I had to try and remind myself that it is ok to have a day off. There is so much expected of Joseph and of myself on a daily basis. Sometimes it’s ok for him to have a lazy day with mummy where we worry a bit less about all the extra therapies, where I worry a bit less about the demands of housework and my enormous and endless pile of paperwork. It is ok if I take a day off from phone calls to various medical professionals, charities and services. They will all still be there tomorrow. It is ok if we don’t get dressed until noon. It is ok to have time to breathe, to process and just be.
I have to remind myself of something often and I’d like to share the same sentiment with all of you.
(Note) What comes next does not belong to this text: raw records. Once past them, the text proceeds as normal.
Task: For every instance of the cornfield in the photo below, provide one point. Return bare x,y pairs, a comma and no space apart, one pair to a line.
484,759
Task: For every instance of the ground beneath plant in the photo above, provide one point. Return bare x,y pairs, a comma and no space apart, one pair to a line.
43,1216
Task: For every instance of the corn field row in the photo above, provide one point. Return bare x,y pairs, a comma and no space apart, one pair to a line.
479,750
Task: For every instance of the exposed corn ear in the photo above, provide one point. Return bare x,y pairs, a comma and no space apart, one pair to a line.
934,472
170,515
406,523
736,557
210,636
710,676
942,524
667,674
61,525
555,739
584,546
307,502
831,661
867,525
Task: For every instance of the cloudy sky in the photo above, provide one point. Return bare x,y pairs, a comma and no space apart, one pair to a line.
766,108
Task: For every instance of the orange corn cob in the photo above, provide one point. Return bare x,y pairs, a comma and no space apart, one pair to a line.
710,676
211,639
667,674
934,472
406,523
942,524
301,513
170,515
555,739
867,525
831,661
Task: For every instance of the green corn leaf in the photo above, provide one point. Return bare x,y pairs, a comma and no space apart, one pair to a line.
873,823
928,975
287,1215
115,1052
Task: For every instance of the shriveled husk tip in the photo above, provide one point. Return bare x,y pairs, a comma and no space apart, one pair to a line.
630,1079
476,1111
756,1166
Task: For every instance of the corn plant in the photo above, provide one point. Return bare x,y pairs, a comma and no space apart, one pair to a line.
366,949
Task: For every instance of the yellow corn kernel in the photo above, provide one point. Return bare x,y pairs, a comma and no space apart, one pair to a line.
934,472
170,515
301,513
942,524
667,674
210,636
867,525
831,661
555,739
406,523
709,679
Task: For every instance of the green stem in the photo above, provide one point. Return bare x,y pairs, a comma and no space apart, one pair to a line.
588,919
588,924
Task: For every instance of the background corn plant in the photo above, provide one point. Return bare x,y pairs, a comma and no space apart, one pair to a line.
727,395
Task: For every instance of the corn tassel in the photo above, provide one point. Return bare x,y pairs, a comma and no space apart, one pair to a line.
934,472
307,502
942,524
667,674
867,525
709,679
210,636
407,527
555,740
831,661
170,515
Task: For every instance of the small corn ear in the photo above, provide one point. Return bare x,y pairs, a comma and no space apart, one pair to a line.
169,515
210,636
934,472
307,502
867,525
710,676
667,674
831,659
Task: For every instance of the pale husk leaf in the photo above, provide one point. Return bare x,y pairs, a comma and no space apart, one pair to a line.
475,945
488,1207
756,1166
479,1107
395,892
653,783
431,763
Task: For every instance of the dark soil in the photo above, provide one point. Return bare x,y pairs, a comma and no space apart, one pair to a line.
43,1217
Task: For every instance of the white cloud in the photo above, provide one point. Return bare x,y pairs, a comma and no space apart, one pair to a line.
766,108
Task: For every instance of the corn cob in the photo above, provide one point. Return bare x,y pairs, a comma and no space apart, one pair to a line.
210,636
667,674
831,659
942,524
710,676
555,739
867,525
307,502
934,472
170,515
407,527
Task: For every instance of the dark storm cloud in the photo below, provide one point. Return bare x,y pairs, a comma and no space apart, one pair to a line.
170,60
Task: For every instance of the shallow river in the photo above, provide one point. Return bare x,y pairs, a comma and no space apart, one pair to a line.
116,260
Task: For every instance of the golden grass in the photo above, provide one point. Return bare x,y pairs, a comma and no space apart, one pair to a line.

A bad day does not mean a bad life.
Read that line again and just let it sink in for a second. A bad day, or 10 bad days even, does not equate to a bad life. When you do have one of these days, try to remember everything that you do with and for your kids on a daily basis and give yourself a break. This difficult day will pass and there will be good days that follow. Congratulate yourself on what a fantastic job you are doing.
A day of hanging out together in front of the television is not a day wasted, but a day well spent recharging our batteries so that we can be on top form for the next curveball life throws our way.